Partnership with Guadeloupe

The threat of cyclones frequently leads the Guadeloupe Region to carry out work to protect the banks of watercourses and gullies, in order to guarantee the safety of property and people. In the majority of cases, these constructions are made of pure or concreted riprap. Although these civil engineering techniques are well–managed and sometimes indispensable, they have a strongly negative impact on the proper functioning of riparian ecosystems (encouraging biodiversity, corridor functions, decontamination, etc.).

Example of civil engineering use on Beaugendre’s riverbanks in Guadeloupe. © André Evette.

In relation to civil engineering, soil biongineering represents a softer and more respectful option, from an environmental and landscape perspective, but is also generally found to be less expensive. It has proven itself, even on dynamic rivers with up to 10% slope (Géni’Alp project in the Alps).  In Europe, the historic practice of soil bioengineering has provided extensive knowledge of the natural models to be copied, and therefore of the species to be used. This is not the case in the West Indies, where the natural flora of riverine corridors has hardly been studied, and where local species are still not used extensively in the work of protecting watercourses, even though promising experiments exist.

The Guadeloupe National Park asked IRSTEA to evaluate the opportunities to use soil bioengineering techniques on Guadeloupe riverbanks and so a report was made on this issue.
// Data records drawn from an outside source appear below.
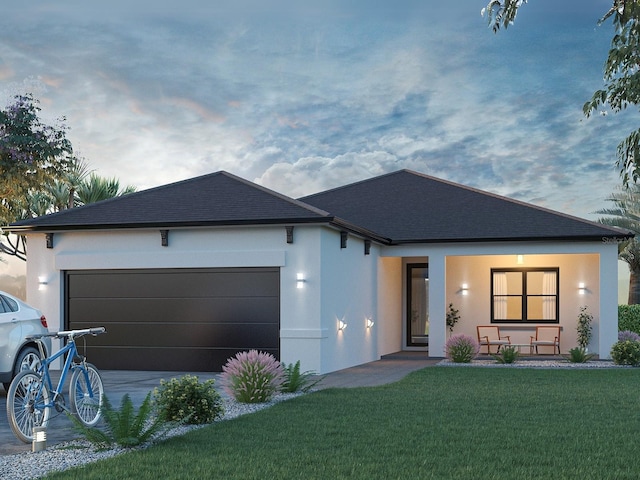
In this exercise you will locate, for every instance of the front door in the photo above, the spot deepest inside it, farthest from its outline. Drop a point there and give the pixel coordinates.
(417, 305)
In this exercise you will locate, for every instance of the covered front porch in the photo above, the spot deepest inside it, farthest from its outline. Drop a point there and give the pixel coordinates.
(516, 287)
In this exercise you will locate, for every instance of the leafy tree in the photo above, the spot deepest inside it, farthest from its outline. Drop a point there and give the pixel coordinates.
(625, 213)
(621, 70)
(32, 155)
(39, 173)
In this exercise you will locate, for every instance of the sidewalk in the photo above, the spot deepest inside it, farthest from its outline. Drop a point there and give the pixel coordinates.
(138, 384)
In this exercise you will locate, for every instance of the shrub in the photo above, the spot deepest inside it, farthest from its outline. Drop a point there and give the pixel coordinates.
(626, 353)
(627, 335)
(629, 318)
(124, 427)
(507, 354)
(453, 316)
(296, 381)
(186, 400)
(252, 377)
(461, 348)
(584, 327)
(579, 355)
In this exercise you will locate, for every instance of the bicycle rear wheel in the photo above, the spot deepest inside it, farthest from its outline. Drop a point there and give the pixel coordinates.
(85, 394)
(26, 398)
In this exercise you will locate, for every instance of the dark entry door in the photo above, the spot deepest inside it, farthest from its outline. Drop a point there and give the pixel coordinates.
(176, 320)
(417, 305)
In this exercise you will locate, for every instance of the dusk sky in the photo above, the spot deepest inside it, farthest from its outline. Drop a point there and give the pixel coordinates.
(304, 96)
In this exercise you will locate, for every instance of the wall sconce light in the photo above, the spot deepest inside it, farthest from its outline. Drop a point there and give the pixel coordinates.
(39, 439)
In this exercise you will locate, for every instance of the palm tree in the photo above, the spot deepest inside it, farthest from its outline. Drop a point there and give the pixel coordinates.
(626, 214)
(96, 188)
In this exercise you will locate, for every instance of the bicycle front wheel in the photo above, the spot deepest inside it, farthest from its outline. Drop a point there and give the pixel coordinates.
(85, 394)
(26, 400)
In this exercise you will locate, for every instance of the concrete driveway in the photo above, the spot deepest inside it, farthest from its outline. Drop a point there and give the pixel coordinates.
(116, 384)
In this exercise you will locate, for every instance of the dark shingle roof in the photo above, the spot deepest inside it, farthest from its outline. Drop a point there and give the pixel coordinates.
(216, 199)
(400, 207)
(410, 207)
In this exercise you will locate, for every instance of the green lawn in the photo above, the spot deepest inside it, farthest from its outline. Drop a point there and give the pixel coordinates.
(438, 423)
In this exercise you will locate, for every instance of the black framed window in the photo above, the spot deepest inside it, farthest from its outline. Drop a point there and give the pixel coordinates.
(525, 295)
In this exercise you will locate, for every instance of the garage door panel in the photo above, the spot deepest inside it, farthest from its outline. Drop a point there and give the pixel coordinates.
(258, 336)
(176, 284)
(159, 359)
(186, 310)
(177, 319)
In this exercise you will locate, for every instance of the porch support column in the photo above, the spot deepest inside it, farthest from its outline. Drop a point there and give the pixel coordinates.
(606, 331)
(437, 301)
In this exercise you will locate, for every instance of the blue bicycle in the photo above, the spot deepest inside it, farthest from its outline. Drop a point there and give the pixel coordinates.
(31, 395)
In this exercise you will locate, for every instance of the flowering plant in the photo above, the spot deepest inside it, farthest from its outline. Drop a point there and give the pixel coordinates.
(252, 377)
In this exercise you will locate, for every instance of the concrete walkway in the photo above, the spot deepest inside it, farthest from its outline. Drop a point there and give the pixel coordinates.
(138, 384)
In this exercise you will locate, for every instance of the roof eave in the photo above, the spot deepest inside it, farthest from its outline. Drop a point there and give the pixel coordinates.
(18, 229)
(579, 238)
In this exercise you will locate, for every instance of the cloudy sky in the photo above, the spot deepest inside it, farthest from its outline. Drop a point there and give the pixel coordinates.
(308, 97)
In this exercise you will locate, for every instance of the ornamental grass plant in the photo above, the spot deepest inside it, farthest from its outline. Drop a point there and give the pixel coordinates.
(252, 377)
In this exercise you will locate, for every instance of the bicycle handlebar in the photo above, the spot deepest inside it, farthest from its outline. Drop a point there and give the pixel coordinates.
(69, 333)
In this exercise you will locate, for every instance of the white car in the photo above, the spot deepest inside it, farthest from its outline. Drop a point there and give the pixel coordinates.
(18, 320)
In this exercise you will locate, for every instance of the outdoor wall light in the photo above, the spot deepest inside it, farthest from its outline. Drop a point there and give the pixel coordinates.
(39, 439)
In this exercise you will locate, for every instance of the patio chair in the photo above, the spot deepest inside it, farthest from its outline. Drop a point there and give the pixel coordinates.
(490, 335)
(547, 336)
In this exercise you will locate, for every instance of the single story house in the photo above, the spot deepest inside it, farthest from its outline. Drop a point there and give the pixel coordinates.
(185, 275)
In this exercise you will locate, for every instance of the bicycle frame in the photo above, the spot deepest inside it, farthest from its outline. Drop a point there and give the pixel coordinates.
(71, 352)
(31, 394)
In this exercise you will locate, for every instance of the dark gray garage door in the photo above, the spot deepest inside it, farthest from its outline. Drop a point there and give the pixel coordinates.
(179, 319)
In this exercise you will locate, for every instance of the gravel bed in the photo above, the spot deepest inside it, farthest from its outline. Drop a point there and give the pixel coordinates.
(535, 364)
(62, 456)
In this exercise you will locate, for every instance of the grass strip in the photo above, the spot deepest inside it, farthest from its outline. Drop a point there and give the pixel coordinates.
(438, 423)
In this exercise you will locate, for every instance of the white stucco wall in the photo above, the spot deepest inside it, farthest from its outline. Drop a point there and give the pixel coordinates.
(340, 283)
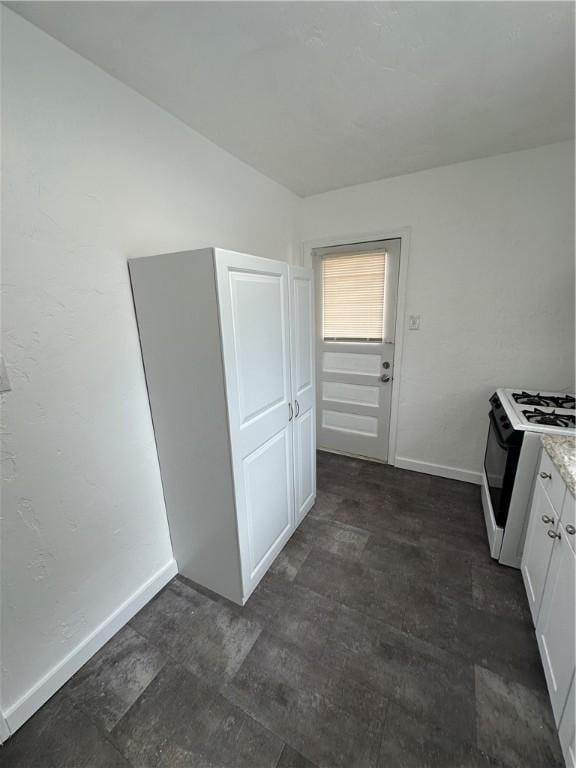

The Guadeloupe National Park, in partnership with the University of the West Indies, INRA Guadeloupe, IRSTEA Grenoble, and with the financial support of the Water Board of Guadeloupe, the Guadeloupe Region, the French Agency for Biodiversity and the European Union, is developing the PROTEGER project for the promotion and development of soil bioengineering on the rivers of Guadeloupe.

This project is described in this slideshow and is divided into several phases.

Phase 1: study of riparian forests of Guadeloupe and definition of local species to be used in soil bioengineering

As soil bioengineering is a solution based on nature, in its implementation, we try to imitate natural models proven effective in fighting against erosion. The lack of knowledge of these models in Guadeloupe led the Guadeloupe National Park to launch this first phase in 2016. It was thus a question of setting up a typology of riparian forests of Guadeloupe and of extracting local species from them that are the most suited to maintaining the riverbanks. Thirty species will thus be selected. A very large amount of field work has been done with this aim by the ONF (French National Forests Office) and the BRGM (French Geological Survey); phase 1 ends in 2018.

 

The same river, the Beaugendre, well before the previous picture. © André Evette.

Phase 2 of the project can now be launched.

For this second phase, we will begin by ensuring that the plants preselected in 2016 have the mechanical properties required for soil bioengineering. For this, these species will be cultivated in the form of seeds, seedlings or cuttings in order to know their technical characteristics of use in the constructions. This work will also help to know and control the reproductive capacities of these species and provide the technical elements necessary for their subsequent cultivation in nurseries. The results will be synthesized and popularized in species sheets. The long-term objective is in fact the development of a local socio-economic sector of plant production in order to implement the techniques of ecological engineering.

In parallel, pilot projects, initially small and then more ambitious, will be conducted in partnership with the Guadeloupe Region. These will make it possible to test under real conditions the species and techniques chosen and to make the professionals and the general public aware of the techniques available to protect riverbanks using plants.

Other countries in the West Indies and Latin America have already become interested in soil bioengineering. A study around the feedback from these different projects will consist in characterizing all of the existing techniques in tropical environments and their behaviour over time in connection with the characteristics of the medium and how they withstand erosion. A follow-up of the work done on the pilot sites over the duration will complete this study.

The setting up of a trilingual website (French, English and Spanish) dedicated to this project will make it possible to communicate on its progress. It will include feedback on the species and techniques, but also the species sheets mentioned above and the technical and scientific bibliography associated with the project.